This article is licensed under the GNU Free Documentation License. It uses material from the Wikipedia.

Micrograph showing decidualization of the endometrium (as also seen in pregnancy) due to (exogenous) progesterone. H&E stain.

Hormonal contraception

refers to birth control methods that act on the hormonal system.

Currently, all hormonal contraceptives are designed for use by women rather than men, though research on a male hormonal contraceptive (“the male Pill”) has been underway for some time.

Hormonal contraceptives may be introduced into the woman’s body in many different ways, among them orally, vaginally, transdermally, or through injections or implants. The oral method was the first and most famous of these; within a few years of its introduction in 1960, "the Pill" became one of the most popular contraceptives in the United States and elsewhere, and it remains so today.

Hormonal contraception may act in one or more ways to prevent pregnancy. It may cause ovulation to cease, preventing the possibility of fertilization; it may thicken the woman’s cervical mucus, making penetration of the uterus by sperm more difficult; or it may alter and thin the endometrium so that a fertilized egg has difficulty implanting. (Technically, if the drug works in this third fashion, it acts as a contragestive rather than a contraceptive, since it has not prevented conception, acting instead to prevent gestation.)

Advantages

• If used properly, hormonal contraceptives are highly effective; except for abstinence, vasectomy, and tubal ligation, no other method of birth control has as great a degree of effectiveness.
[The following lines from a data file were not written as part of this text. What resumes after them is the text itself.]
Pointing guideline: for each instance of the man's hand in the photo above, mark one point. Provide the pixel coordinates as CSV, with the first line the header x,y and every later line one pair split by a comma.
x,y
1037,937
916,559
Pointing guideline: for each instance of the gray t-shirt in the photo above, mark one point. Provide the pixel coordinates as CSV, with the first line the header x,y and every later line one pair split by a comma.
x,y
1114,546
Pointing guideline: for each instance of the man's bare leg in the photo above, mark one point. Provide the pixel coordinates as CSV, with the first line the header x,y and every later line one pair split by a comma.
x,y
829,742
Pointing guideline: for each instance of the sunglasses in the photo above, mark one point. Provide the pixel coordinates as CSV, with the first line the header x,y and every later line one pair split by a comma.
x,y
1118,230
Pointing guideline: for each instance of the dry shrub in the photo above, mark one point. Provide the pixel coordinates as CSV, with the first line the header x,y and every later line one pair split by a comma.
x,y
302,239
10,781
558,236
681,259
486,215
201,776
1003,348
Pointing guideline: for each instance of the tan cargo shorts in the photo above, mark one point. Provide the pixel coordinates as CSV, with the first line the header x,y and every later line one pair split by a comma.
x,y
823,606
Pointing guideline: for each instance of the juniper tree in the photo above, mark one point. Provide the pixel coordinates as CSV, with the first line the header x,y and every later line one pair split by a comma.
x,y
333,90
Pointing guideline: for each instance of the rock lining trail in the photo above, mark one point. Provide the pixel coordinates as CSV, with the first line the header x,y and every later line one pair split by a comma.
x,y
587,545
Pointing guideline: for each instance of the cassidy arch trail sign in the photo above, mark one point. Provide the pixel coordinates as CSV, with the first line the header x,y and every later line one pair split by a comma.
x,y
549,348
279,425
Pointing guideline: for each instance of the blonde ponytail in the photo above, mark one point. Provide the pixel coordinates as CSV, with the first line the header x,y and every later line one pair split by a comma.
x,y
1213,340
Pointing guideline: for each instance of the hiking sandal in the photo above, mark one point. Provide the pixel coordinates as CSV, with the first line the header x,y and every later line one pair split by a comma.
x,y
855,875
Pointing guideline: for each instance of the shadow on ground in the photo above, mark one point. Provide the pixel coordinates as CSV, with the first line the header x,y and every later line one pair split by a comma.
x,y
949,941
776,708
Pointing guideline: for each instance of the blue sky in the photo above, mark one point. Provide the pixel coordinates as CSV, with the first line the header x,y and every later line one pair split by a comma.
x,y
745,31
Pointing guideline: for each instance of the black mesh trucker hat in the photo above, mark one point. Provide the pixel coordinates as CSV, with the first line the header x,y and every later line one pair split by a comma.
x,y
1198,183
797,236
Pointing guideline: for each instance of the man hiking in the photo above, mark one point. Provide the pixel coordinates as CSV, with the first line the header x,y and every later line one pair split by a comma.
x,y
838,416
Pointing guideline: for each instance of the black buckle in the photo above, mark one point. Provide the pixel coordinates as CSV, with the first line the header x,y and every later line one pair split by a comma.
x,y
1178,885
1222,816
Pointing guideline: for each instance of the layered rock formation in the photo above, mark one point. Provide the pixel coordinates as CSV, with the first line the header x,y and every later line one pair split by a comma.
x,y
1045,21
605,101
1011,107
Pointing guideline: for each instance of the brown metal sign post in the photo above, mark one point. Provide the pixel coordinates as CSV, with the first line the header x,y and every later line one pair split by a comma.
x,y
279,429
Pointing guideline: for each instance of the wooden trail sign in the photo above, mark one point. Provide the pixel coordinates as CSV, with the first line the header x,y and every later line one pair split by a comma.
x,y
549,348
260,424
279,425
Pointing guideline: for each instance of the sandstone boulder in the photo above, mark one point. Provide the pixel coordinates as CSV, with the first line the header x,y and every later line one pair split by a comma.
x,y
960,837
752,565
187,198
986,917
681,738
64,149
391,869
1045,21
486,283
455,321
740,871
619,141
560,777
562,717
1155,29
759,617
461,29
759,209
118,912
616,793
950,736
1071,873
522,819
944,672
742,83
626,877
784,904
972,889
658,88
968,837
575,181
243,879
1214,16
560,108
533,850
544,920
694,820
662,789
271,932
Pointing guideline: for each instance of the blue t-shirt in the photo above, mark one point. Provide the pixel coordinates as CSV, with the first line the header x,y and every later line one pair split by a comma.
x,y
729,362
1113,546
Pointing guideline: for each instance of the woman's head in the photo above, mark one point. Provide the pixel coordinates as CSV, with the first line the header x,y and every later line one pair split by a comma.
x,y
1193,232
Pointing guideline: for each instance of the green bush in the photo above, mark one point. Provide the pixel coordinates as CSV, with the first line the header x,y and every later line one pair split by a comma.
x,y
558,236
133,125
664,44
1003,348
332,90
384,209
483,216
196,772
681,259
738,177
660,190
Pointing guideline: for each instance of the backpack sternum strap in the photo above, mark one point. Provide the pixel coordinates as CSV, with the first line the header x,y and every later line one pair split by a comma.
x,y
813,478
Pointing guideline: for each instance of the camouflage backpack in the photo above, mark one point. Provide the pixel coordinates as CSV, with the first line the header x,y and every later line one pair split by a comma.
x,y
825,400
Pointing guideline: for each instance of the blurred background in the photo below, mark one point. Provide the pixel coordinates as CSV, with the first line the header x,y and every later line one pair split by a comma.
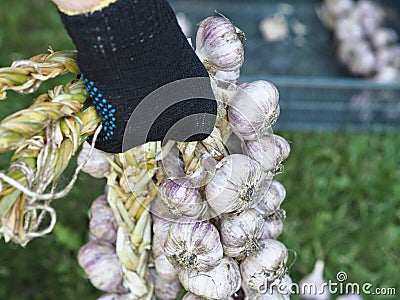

• Hormonal contraceptives allow spontaneous intercourse.

Disadvantages

• Hormonal contraceptives offer no protection against sexually transmitted infections, placing non-monogamous individuals and couples at high risk for contracting such an infection.
• Like many other forms of birth control, hormonal contraceptives rely on the woman to use them correctly. Some, such as implants, require relatively little attention; others, such as injections or transdermal patches, require a schedule ranging from a week to several months. Still others—the wide varieties of oral contraception require a daily schedule. For example, many patient information leaflet for these pharmaceuticals suggest using a back up method of birth control if 2 or more doses are missed.^[1]
• Hormonal contraceptives can have side effects, including: weight gain, loss of libido, hair loss, mood swings, bleeding between periods, nausea, breast tenderness, headaches, mastalgia, depression, ovarian cysts, constant bleeding (metrorrhagia), panic attacks, muscle pain, heart palpitations, pain during sex, acne, abdominal cramps, dizziness, weakness or fatigue, leg cramps, nausea, vaginal discharge or irritation, bloating, swelling of the hands or feet, backache,insomnia, pelvic pain, rash, hot flashes,joint pain, convulsions, jaundice, urinary tract infections, and allergic reactions.
• Hormonal contraceptives can have serious health risks, such as ectopic pregnancy, decreased bone density, deep vein thrombosis, pulmonary embolus, uterine perforation, blood clot/stroke (stroke intensified risk for women who smoke) and death.
• Artificial contraception is objectionable to some religious traditions. These objections are furthered by the suggested, yet unproven post-fertilisation mode of action of preventing the implantation of a blastocyst.
• Hormonal contraceptives require a prescription in the United States and most other countries because of potential health risks.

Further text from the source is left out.